Inhoudsopgave:
Stap
Leg een stel uitspraken over de prestaties neer die het prestatiegebied vertegenwoordigen dat volgens u juist is. Een eenvoudig bereik omvat: een acceptabel cijfer, een laag cijfer, een standaard teken, een opmerkelijke prestatie en de hoogst mogelijke prestatie. Leg met de statements de uitvoeringen vast die je de typische prestatie vertellen op een plaats in je bereik. Als u de voorkeur geeft aan een fijnere schaal, schrijft u zes tot 25 instructies.
Ontwikkel instructies die werken voor alle prestatieresultaten waarvoor u uw weegschaal wilt gebruiken.
Schaalscore Berekeningsrichtingen
Stap
Wijs nummers uit een gekozen bereik toe aan elke instructie. Begin met de standaard. Dit getal staat voor de standaardprestatie van een persoon, het resultaat dat andere uitvoeringen hebben gemeten. Het getal 100 is een normale standaard. Zet een nul in je schaal, onderaan - dit is de laagst mogelijke score.
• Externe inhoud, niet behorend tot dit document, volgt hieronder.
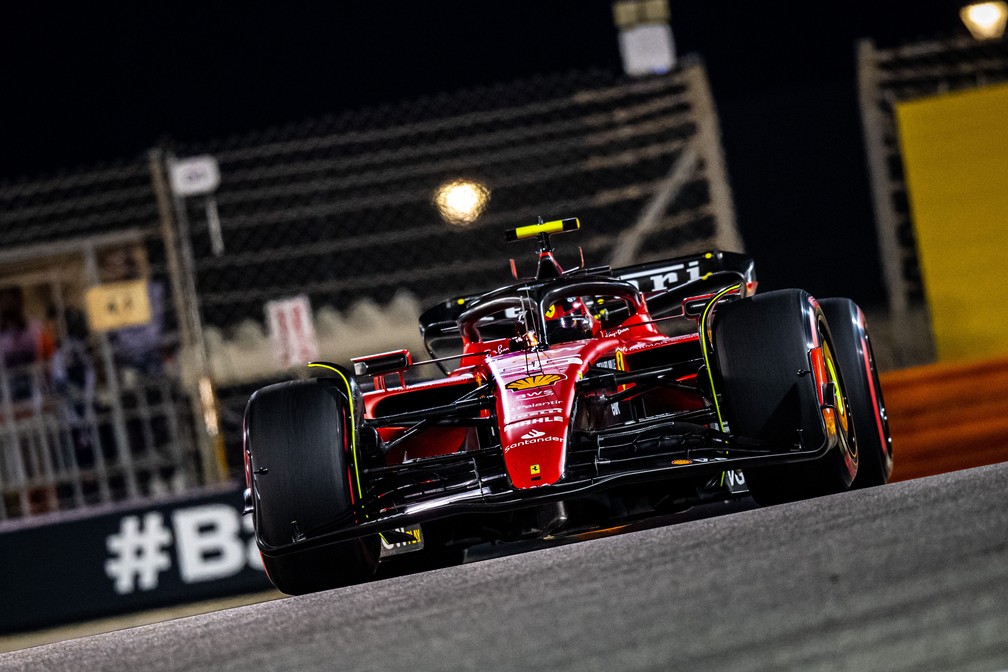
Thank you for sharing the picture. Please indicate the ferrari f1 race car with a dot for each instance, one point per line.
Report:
(569, 401)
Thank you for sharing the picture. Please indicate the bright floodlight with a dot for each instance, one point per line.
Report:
(986, 20)
(461, 202)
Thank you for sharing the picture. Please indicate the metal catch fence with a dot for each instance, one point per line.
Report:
(336, 218)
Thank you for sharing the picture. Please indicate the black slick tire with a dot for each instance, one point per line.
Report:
(857, 362)
(762, 349)
(298, 444)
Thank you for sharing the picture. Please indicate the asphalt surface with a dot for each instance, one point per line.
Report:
(909, 576)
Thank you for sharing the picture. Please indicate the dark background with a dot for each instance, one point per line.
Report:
(84, 85)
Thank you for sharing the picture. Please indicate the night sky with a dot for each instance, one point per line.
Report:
(82, 86)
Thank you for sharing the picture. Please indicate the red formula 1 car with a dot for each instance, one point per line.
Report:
(575, 399)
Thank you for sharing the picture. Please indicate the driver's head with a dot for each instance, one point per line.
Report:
(569, 319)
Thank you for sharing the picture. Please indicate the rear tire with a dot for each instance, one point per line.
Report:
(298, 443)
(762, 350)
(854, 354)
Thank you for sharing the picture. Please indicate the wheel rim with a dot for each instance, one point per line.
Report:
(846, 442)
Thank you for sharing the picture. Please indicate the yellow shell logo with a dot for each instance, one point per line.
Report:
(529, 382)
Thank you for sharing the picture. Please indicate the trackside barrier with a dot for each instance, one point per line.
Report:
(126, 559)
(948, 416)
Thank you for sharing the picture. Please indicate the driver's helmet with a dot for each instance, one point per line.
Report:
(569, 319)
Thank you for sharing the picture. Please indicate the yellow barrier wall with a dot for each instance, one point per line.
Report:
(955, 150)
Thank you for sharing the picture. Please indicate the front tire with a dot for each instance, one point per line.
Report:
(762, 348)
(298, 439)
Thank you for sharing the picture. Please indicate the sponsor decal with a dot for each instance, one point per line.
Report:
(535, 420)
(401, 540)
(666, 277)
(545, 392)
(531, 382)
(540, 404)
(530, 441)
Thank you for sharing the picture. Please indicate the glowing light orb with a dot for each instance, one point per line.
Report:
(461, 202)
(986, 20)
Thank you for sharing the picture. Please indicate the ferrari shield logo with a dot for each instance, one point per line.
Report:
(530, 382)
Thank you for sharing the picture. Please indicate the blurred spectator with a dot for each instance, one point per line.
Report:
(72, 370)
(20, 343)
(136, 348)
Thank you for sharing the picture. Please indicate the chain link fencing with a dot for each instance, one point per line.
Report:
(339, 213)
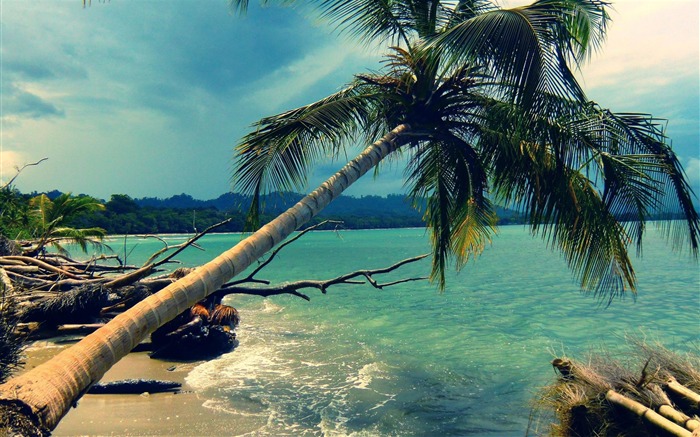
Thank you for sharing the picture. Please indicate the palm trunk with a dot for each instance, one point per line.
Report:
(50, 389)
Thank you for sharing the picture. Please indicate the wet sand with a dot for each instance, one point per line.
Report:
(159, 414)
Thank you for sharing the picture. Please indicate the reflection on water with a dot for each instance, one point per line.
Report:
(409, 360)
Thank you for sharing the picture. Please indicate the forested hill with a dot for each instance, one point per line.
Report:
(182, 213)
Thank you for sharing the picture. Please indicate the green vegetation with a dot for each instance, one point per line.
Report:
(482, 104)
(38, 221)
(183, 214)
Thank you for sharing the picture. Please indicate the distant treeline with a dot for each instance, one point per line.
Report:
(184, 214)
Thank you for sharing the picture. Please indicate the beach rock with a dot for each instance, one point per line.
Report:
(135, 386)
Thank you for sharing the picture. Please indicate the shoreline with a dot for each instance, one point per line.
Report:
(181, 413)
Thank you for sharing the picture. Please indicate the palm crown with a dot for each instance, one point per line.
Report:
(493, 112)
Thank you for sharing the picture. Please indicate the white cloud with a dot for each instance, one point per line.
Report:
(10, 162)
(295, 79)
(649, 43)
(692, 169)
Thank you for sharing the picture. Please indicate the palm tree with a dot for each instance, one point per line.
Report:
(481, 102)
(51, 217)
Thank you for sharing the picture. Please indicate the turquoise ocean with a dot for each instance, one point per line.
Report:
(411, 360)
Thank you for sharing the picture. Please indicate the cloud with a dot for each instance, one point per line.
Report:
(20, 103)
(692, 170)
(10, 162)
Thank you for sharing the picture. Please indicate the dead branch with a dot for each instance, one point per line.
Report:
(19, 170)
(43, 265)
(251, 276)
(150, 266)
(322, 285)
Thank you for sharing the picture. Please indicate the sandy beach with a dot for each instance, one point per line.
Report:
(160, 414)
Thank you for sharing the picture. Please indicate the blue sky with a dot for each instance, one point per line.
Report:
(149, 98)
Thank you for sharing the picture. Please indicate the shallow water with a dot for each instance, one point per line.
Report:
(409, 360)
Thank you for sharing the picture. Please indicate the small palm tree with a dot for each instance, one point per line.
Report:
(51, 217)
(482, 104)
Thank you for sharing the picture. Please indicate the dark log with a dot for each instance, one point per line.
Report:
(134, 386)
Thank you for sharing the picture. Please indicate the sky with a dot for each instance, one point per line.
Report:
(149, 98)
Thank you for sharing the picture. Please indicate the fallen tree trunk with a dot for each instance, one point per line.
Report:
(647, 414)
(134, 386)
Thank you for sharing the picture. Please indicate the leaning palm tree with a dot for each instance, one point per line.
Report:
(482, 104)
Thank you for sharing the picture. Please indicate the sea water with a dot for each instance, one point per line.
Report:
(411, 360)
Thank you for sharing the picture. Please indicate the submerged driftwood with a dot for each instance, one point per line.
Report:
(655, 393)
(135, 386)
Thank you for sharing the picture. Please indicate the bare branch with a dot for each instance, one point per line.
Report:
(183, 246)
(250, 278)
(19, 170)
(322, 285)
(147, 269)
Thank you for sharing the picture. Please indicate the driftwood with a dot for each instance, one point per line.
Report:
(135, 386)
(604, 397)
(56, 295)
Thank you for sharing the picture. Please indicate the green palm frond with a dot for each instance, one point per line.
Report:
(279, 153)
(451, 176)
(529, 47)
(589, 181)
(82, 237)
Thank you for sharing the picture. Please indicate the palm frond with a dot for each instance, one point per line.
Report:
(589, 181)
(529, 47)
(279, 153)
(450, 176)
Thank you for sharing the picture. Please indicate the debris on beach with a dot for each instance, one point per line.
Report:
(654, 392)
Kies het hoogste aantal dat volgens u kan worden bereikt, de perfecte score. Plaats dit nummer - bijvoorbeeld 200 - bovenaan met een opdracht voor de beste verklaring. Wijs vervolgens een getal toe aan het acceptabele teken dat de instructie op de juiste numerieke afstand plaatst van de standaardinstructie en de nul. Zet vervolgens de lage score op nummer om zijn verklaring precies goed te plaatsen, tussen de acceptabele verklaring en de standaard. Last, nummer de verklaring over opmerkelijke prestaties om het uw gekozen maatregel boven de standaardverklaring te plaatsen, maar minder dan de perfecte.
Stap
Ontwerp uw formule. Vergelijk de schaalscore met de onbewerkte score maal de verdeling van de prestatiescore met de standaard.
Stap
Gebruik voor elke prestatiescore de vergelijking om de geschaalde score te berekenen.
Stap
Rangschik de geschaalde scores in volgorde van hoogste naar laagste. Let op de standaard, acceptabele en perfecte score op de kaart. Bekijk uw schaalscores in de grafiek om uw artiesten te beoordelen.